Fastest ever nano-pen "surfs" on a liquid cushion

Scanning probe lithography (SPL) is a method of printing nanoscale items one line at a time, like an inkjet printer. While this method achieves a very fine level of detail, it's typically slower than other nanoscale printing methods. Purdue researchers have developed a novel way for an SPL printing head to "surf" on a cushion of liquid, creating a nano-pen that is more than 100 times faster than any other SPL printer.


As computer technology continues to shrink, researchers rely on nanolithography to create the next generation of computer processors, nano-robots, and other very small manufactured items. But despite their small size, creating the fine details required by scanning probe lithography actually takes a long time.

"We are writing lines that are a thousand times thinner than a human hair," said Bojing Yao, a PhD student in the lab of Liang Pan, associate professor of mechanical engineering. "But we are still writing these patterns one line at a time. To make SPL feasible for manufacturing, we have to make it faster."

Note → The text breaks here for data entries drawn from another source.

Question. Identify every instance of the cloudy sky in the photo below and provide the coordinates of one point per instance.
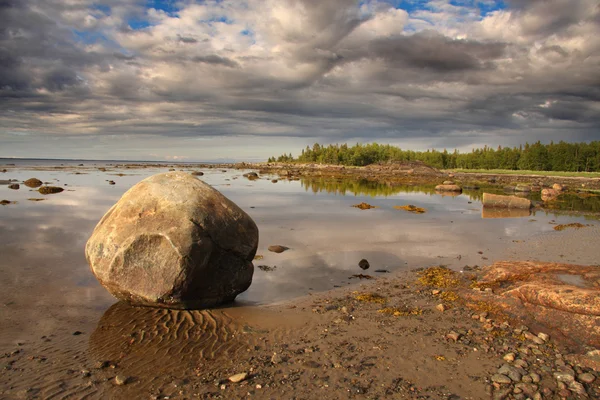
(246, 79)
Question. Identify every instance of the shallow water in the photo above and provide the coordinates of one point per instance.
(45, 282)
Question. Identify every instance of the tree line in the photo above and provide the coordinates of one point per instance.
(562, 156)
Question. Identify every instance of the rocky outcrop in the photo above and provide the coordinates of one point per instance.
(562, 298)
(448, 188)
(174, 241)
(33, 183)
(499, 201)
(50, 189)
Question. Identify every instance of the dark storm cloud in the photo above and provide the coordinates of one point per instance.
(327, 70)
(433, 51)
(215, 59)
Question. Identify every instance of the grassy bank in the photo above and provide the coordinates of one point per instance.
(525, 172)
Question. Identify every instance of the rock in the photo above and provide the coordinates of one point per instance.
(578, 388)
(544, 336)
(50, 189)
(565, 376)
(549, 194)
(33, 183)
(276, 359)
(173, 241)
(448, 188)
(523, 188)
(251, 176)
(502, 394)
(363, 264)
(513, 373)
(238, 377)
(502, 379)
(586, 377)
(532, 291)
(364, 206)
(276, 248)
(499, 201)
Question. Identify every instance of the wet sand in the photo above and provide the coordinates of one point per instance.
(328, 345)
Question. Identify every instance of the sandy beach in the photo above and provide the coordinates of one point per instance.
(392, 336)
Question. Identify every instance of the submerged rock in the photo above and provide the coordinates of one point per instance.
(33, 183)
(50, 189)
(364, 264)
(251, 176)
(448, 188)
(364, 206)
(499, 201)
(276, 248)
(174, 241)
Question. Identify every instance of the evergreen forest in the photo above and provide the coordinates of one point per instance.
(562, 156)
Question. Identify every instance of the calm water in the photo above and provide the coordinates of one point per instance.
(45, 279)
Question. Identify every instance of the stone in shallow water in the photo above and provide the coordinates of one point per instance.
(174, 241)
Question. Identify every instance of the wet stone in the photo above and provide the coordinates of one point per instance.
(586, 377)
(500, 378)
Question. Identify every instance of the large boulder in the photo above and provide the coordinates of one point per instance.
(174, 241)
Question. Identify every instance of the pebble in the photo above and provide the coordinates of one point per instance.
(577, 388)
(499, 378)
(276, 358)
(543, 336)
(586, 377)
(238, 377)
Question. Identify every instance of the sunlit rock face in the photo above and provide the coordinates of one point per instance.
(174, 241)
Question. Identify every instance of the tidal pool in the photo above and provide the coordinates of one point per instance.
(45, 282)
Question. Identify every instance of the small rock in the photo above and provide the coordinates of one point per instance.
(578, 388)
(276, 359)
(503, 379)
(33, 183)
(50, 189)
(363, 264)
(565, 376)
(586, 377)
(238, 377)
(278, 248)
(543, 336)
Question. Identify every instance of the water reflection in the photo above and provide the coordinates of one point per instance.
(504, 212)
(45, 281)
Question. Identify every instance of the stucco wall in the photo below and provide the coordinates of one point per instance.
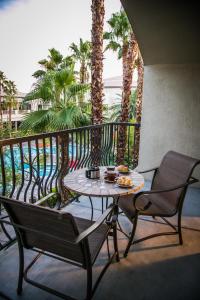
(171, 113)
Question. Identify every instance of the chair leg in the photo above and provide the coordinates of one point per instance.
(131, 236)
(89, 283)
(179, 229)
(115, 242)
(21, 268)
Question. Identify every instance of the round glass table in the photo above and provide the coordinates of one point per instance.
(76, 181)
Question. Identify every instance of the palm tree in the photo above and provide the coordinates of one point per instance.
(2, 83)
(82, 53)
(122, 39)
(139, 95)
(115, 109)
(10, 90)
(59, 89)
(98, 13)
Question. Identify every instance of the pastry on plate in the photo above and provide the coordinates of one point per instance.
(122, 168)
(124, 181)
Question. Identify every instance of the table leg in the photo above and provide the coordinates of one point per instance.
(92, 208)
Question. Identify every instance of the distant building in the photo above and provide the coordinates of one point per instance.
(113, 89)
(19, 110)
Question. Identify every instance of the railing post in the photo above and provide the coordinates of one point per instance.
(96, 136)
(121, 143)
(64, 148)
(136, 145)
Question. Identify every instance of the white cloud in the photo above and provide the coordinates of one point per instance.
(30, 27)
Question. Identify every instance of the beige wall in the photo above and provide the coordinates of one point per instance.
(171, 113)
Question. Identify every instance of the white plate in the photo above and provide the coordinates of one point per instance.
(125, 186)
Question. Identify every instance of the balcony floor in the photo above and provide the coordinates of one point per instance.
(154, 269)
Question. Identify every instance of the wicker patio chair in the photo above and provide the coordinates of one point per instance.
(59, 235)
(166, 197)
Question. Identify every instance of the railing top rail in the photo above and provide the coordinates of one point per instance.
(17, 140)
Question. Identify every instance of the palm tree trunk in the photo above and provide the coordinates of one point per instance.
(138, 110)
(128, 68)
(98, 12)
(1, 115)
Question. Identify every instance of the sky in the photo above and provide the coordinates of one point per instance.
(30, 27)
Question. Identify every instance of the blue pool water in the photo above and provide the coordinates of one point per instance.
(17, 158)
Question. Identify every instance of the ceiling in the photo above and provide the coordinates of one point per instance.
(168, 32)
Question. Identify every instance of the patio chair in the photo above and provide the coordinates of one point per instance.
(165, 199)
(61, 236)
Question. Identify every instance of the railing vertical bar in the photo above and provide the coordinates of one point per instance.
(51, 163)
(77, 149)
(22, 170)
(3, 172)
(13, 171)
(80, 150)
(36, 172)
(56, 165)
(128, 142)
(42, 181)
(30, 170)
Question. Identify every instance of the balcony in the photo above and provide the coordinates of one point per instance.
(32, 167)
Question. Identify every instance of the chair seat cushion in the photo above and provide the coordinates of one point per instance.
(159, 207)
(96, 239)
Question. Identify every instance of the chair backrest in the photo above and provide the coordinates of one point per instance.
(175, 169)
(41, 221)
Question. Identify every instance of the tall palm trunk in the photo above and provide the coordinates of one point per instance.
(83, 80)
(98, 13)
(1, 115)
(82, 72)
(138, 110)
(128, 68)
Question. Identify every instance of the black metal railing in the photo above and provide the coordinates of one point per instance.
(33, 166)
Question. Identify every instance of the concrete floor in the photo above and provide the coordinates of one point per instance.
(155, 269)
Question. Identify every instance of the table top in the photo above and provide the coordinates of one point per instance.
(77, 182)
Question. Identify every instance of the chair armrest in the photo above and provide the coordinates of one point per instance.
(146, 171)
(42, 200)
(95, 225)
(173, 188)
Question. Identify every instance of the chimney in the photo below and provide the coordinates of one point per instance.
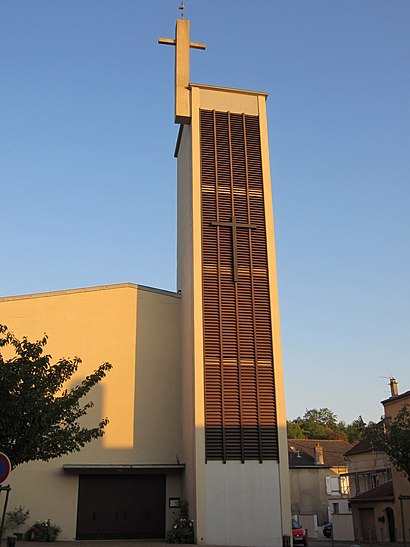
(319, 459)
(393, 387)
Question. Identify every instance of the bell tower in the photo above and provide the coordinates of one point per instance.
(234, 423)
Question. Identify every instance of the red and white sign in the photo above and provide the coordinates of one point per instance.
(5, 467)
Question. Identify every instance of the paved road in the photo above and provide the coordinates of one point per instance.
(313, 542)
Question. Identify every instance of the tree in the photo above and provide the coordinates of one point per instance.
(39, 418)
(392, 436)
(323, 424)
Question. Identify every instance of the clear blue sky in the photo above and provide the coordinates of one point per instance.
(88, 176)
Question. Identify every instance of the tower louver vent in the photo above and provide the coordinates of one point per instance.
(240, 410)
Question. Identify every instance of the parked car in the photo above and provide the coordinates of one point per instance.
(328, 529)
(298, 533)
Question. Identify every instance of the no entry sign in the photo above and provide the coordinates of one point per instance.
(5, 467)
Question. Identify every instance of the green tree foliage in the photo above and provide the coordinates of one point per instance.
(39, 417)
(323, 424)
(392, 436)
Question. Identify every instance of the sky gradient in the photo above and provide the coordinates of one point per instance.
(88, 178)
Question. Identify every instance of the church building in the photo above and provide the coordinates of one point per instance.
(195, 399)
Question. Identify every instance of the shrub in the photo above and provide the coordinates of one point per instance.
(43, 531)
(183, 529)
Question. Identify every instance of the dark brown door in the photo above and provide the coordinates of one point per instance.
(121, 507)
(367, 523)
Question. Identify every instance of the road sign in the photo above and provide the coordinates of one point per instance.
(5, 467)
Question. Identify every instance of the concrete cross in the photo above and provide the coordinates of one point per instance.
(182, 46)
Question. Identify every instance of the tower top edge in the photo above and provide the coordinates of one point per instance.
(229, 89)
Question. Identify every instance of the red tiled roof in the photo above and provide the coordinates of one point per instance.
(302, 452)
(362, 446)
(383, 492)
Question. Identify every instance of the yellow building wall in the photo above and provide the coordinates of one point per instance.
(134, 328)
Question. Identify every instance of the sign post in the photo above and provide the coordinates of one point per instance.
(5, 468)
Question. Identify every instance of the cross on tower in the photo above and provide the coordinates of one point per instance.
(234, 225)
(182, 46)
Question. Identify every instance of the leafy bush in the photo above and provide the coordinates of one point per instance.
(17, 517)
(43, 531)
(183, 529)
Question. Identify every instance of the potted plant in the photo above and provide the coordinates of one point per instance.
(16, 518)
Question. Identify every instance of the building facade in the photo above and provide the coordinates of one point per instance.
(195, 398)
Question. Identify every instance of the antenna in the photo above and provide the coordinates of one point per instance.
(393, 385)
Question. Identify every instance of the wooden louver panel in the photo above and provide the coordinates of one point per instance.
(240, 410)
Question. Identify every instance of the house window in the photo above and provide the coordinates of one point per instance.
(332, 485)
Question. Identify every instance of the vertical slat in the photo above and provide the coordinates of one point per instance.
(240, 411)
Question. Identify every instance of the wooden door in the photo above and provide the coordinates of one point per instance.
(121, 507)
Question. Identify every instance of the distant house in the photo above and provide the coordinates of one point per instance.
(371, 493)
(318, 478)
(379, 494)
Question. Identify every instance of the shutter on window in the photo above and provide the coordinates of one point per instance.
(240, 408)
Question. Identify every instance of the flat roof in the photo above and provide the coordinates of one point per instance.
(229, 89)
(89, 289)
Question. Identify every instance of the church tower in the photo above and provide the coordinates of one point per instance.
(234, 423)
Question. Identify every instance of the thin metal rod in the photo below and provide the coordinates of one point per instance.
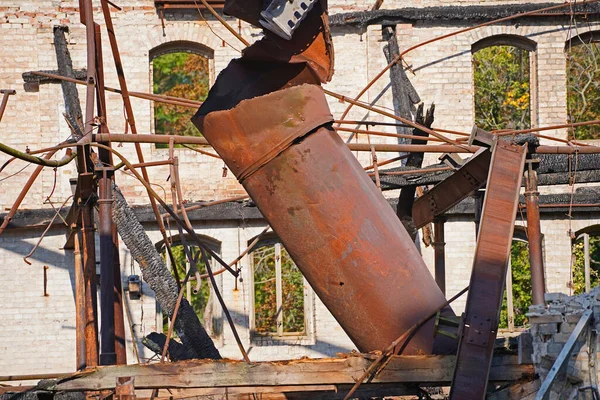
(225, 24)
(534, 236)
(586, 255)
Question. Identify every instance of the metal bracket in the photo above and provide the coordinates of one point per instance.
(479, 331)
(282, 17)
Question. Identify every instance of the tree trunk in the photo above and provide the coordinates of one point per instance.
(189, 329)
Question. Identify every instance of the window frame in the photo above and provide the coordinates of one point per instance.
(279, 337)
(177, 46)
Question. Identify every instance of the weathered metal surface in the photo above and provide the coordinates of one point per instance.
(489, 272)
(446, 194)
(107, 295)
(328, 371)
(439, 248)
(534, 235)
(311, 43)
(336, 225)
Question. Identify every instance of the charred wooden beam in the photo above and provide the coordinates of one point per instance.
(466, 14)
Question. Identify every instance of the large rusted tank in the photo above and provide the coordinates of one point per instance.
(334, 222)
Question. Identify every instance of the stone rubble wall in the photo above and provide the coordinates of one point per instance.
(551, 327)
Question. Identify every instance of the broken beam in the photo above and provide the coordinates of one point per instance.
(480, 323)
(448, 193)
(333, 371)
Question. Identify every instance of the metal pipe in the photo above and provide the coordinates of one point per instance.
(107, 295)
(534, 236)
(439, 248)
(586, 257)
(89, 275)
(80, 347)
(365, 259)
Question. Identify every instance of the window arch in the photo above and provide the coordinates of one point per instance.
(586, 259)
(504, 75)
(281, 297)
(180, 69)
(583, 83)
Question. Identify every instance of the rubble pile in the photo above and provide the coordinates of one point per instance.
(551, 326)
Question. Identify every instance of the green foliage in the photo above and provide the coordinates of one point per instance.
(182, 75)
(265, 292)
(583, 89)
(521, 275)
(198, 300)
(579, 264)
(501, 76)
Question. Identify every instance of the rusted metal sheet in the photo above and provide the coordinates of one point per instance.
(489, 272)
(446, 194)
(311, 43)
(333, 221)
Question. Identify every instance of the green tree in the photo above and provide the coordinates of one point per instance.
(184, 75)
(501, 78)
(583, 89)
(521, 275)
(579, 264)
(265, 292)
(199, 300)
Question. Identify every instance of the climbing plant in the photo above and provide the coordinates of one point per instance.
(179, 74)
(502, 95)
(579, 264)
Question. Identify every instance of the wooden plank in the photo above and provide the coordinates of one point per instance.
(449, 192)
(489, 272)
(292, 392)
(332, 371)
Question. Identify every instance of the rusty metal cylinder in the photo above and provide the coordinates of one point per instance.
(335, 224)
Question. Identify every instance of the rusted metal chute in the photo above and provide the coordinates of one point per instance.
(268, 119)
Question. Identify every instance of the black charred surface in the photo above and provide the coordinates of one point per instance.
(454, 13)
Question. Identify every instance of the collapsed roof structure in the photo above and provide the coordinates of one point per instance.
(357, 255)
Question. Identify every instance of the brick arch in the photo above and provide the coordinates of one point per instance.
(584, 38)
(195, 34)
(504, 39)
(181, 46)
(512, 35)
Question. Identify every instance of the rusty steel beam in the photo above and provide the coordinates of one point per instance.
(89, 274)
(80, 347)
(534, 234)
(107, 294)
(446, 194)
(439, 248)
(480, 323)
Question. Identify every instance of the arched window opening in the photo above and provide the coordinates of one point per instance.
(502, 69)
(279, 292)
(583, 84)
(179, 70)
(199, 295)
(586, 260)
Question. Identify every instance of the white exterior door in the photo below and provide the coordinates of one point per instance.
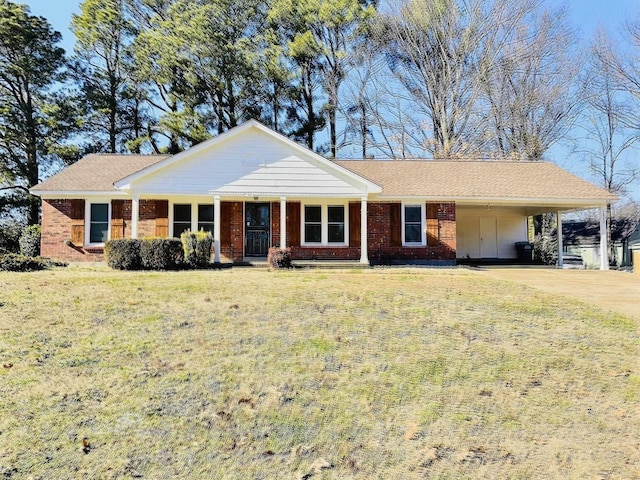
(488, 237)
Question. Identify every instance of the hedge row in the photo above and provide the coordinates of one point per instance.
(148, 254)
(197, 248)
(12, 262)
(193, 250)
(279, 258)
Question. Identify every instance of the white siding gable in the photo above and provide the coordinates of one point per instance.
(250, 162)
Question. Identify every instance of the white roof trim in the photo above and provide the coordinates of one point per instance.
(77, 194)
(125, 183)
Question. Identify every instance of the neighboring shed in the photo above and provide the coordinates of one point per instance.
(582, 238)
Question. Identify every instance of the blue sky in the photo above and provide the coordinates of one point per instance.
(586, 16)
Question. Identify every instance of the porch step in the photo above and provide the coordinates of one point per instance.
(324, 264)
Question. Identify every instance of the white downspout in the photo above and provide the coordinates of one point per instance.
(283, 222)
(364, 253)
(604, 248)
(217, 221)
(560, 241)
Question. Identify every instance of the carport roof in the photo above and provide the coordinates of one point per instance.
(478, 180)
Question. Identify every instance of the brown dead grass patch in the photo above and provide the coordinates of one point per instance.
(311, 374)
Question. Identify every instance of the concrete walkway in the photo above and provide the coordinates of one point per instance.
(609, 290)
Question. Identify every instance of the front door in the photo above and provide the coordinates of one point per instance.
(257, 221)
(488, 237)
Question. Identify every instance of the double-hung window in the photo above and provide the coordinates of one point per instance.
(313, 224)
(181, 218)
(335, 227)
(325, 225)
(413, 227)
(98, 222)
(205, 218)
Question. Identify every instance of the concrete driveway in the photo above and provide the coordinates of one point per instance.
(609, 290)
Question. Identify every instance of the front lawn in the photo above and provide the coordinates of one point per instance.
(241, 374)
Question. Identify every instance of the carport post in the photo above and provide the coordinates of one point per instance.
(560, 246)
(604, 248)
(217, 221)
(283, 222)
(135, 213)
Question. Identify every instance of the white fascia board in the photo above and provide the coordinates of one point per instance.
(242, 194)
(125, 183)
(77, 194)
(569, 202)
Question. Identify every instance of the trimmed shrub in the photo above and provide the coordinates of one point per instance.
(30, 241)
(12, 262)
(123, 254)
(279, 258)
(161, 253)
(197, 248)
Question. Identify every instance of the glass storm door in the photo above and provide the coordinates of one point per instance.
(257, 220)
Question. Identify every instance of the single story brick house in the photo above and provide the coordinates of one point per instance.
(254, 188)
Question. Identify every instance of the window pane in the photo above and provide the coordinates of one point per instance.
(181, 219)
(312, 214)
(336, 232)
(206, 226)
(179, 227)
(412, 214)
(99, 212)
(336, 214)
(99, 232)
(99, 223)
(182, 213)
(205, 213)
(312, 233)
(412, 233)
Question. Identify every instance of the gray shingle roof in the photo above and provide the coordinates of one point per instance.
(96, 173)
(475, 179)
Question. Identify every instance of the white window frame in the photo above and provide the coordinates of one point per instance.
(197, 210)
(171, 215)
(324, 224)
(194, 214)
(87, 220)
(423, 225)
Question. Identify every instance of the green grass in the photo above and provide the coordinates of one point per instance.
(244, 374)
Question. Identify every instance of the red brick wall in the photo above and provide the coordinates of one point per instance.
(56, 232)
(275, 224)
(379, 235)
(235, 249)
(146, 218)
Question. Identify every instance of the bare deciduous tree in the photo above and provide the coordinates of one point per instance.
(531, 89)
(439, 51)
(608, 138)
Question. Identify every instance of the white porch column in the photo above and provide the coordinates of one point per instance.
(135, 215)
(604, 248)
(559, 230)
(283, 222)
(364, 254)
(217, 221)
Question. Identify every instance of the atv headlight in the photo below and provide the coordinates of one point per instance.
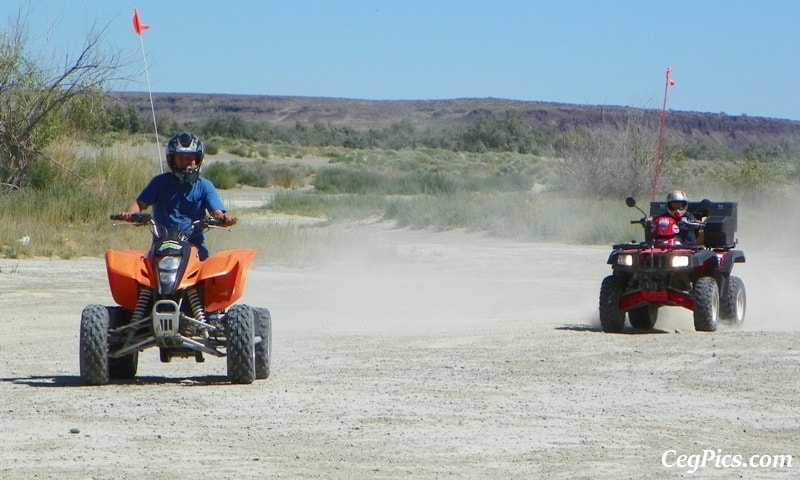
(679, 261)
(170, 263)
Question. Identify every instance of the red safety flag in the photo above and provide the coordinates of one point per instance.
(137, 25)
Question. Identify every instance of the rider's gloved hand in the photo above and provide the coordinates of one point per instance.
(228, 220)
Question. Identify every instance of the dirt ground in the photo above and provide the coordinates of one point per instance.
(412, 354)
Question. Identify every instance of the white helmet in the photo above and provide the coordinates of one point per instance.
(677, 201)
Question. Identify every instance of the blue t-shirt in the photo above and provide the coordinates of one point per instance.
(177, 206)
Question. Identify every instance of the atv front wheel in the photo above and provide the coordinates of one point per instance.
(93, 351)
(643, 317)
(706, 304)
(241, 344)
(611, 318)
(733, 302)
(263, 326)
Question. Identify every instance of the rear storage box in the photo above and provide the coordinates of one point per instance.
(721, 225)
(720, 217)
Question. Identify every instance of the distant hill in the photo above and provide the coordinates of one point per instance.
(731, 131)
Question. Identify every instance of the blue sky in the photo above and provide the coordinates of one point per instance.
(731, 56)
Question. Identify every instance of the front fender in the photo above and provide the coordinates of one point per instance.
(127, 269)
(223, 276)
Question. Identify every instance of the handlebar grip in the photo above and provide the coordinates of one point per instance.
(135, 217)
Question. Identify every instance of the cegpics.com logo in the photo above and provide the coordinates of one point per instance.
(718, 459)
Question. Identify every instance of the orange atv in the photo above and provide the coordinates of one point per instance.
(168, 298)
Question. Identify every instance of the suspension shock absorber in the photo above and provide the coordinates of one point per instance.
(196, 305)
(141, 304)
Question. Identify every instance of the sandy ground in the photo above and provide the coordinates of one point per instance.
(411, 355)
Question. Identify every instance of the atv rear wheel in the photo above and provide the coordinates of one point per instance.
(93, 350)
(706, 304)
(263, 326)
(611, 318)
(643, 317)
(733, 302)
(125, 366)
(241, 344)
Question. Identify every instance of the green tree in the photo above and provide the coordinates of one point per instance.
(40, 102)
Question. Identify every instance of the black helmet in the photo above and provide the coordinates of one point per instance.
(185, 143)
(677, 201)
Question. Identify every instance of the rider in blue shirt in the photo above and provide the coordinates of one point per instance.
(181, 196)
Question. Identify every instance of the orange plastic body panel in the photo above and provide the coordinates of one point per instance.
(127, 269)
(222, 275)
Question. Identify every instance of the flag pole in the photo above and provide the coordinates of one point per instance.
(139, 28)
(660, 142)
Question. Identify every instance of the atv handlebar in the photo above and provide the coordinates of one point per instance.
(146, 218)
(139, 218)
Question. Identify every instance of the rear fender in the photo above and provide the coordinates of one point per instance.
(127, 269)
(731, 257)
(223, 276)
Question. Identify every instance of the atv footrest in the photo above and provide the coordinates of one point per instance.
(660, 297)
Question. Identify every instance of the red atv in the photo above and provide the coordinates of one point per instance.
(168, 299)
(661, 271)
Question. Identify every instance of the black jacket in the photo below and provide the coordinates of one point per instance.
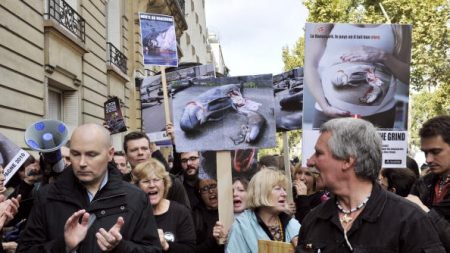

Yao took his cues from an existing technology: hard disk drives. "The metallic platter of a disk drive spins very fast on a cushion of air," said Yao. "We took this idea, but added a liquid bearing, so the print head 'surfs' on a thin layer of liquid ink."

Their research has been published in Nano Letters.

The liquid is delivered through a microchannel embedded into the print head. The nano-pen floats 2 microns above the surface, delivering a small electric charge to bond a portion of the ink to the surface. As the head floats away, the excess ink evaporates, leaving just the desired pattern. Yao manufactured the print head at Birck Nanotechnology Center.

The numbers behind this new method are staggering. The probe can print up to 20 million dots per second. And while most SPL print heads travel at centimeters per second, this nano-pen can travel up to 10 meters per second – more than 22 miles per hour! "If we scale it up," said Yao, "that would be like a Boeing 747 flying just one millimeter off the ground!"

It's so fast and so small, that there aren't cameras capable of filming the actual printing process. And for now, the team has only demonstrated it with one print head, printing a single pattern of dots and lines. In the future, the team is planning on arranging hundreds of nano-pens in parallel on a single print head, to increase the throughput even more.

But the printed results speak for themselves. "This technology has many future uses," said Pan. "It could fabricate future data storage devices or semiconductor chips. As a direct-write method, it also has niche applications, such as fabrications of photomasks for photolithography and masters for nanoimprint lithography.”

 

Writer: Jared Pike, jaredpike@purdue.edu, 765-496-0374

Source: Liang Pan, liangpan@purdue.edu, 765-496-2341

 


Surfing Scanning Probe Nanolithography at Meters Per Second
Bojing Yao, Chen Chen, Zhidong Du, Qian Qian, and Liang Pan

https://doi.org/10.1021/acs.nanolett.1c03705

ABSTRACT: Scanning probe lithography (SPL) as a maskless approach with a low tool price can pattern a variety of materials at a nanometer or even atomic resolution. However, the throughput of conventional SPLs is extremely low due to their limited scanning speeds. Here, we report a high-speed, probe-based method to continuously pattern the substrate surface at a linear velocity of meters per second. We demonstrated direct writings of nanoscale patterns by using ultrafast electron-induced deposition inside a nanoscale flow at a patterning frequency of 20 MHz. The fast scan motion of the writing probe is precisely controlled by using self-adaptive hydro- and aerodynamics functions of a patterning head. The microscale electro-hydrodynamic ejection and microfluid channels are used to deliver the precursor at high scanning speeds. One patterning head can carry parallel probes to further enhance the patterning throughput. This low-cost, maskless patterning method opens new avenues to develop high-throughput nanomanufacturing techniques.